A) Derjenige Verdächtige, der vorbestraft ist, ist schuldig.
B) Der Verdächtige (der vorbestraft ist) ist schuldig.
C) Der Verdächtige, der vorbestraft ist, ist schuldig.
D) Der Verdächtige, welcher vorbestraft ist, ist schuldig.

A ist unmissverständlich: In einer Gruppe von Verdächtigen gibt es einen Schuldigen, der sich durch eine Vorstrafe abgrenzen lässt (restriktiver Relativsatz). B ist ebenfalls eindeutig: Der Verdächtige ist schuldig und ergänzend wird mitgeteilt, dass er vorbestraft ist (explikativer Relativsatz). Variante C ist mehrdeutig, wobei es vom Kontext abhängt, ob eine restriktive oder explikative Interpretation wahrscheinlicher ist.

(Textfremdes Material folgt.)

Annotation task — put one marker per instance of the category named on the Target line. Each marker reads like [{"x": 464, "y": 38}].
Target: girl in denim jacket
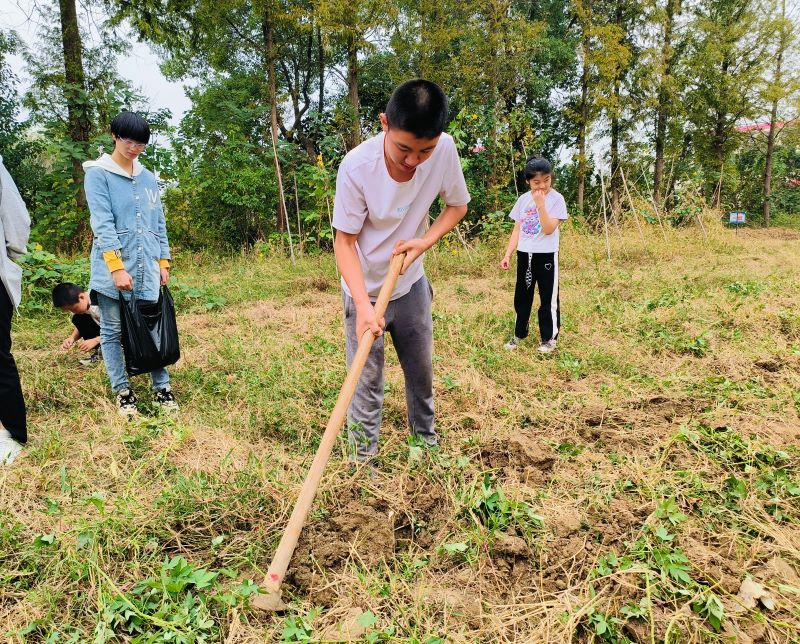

Nun aber zur eigentlichen Frage: Wenn ich einen explikativen Relativsatz schreiben möchte, die Gefahr der Mehrdeutigkeit besteht und Option B aus irgendeinem Grund ausscheidet, würde ich Variante D nutzen, um die Explikativität zu betonen. Umgekehrt würde ich bei Variante D eher zu einer explikativen Lesart neigen als bei Variante C. Habe nur ich diese Tendenz oder zeichnet sich hier eine ansetzende Sprachentwicklung ab, die eventuell schon dokumentiert wurde?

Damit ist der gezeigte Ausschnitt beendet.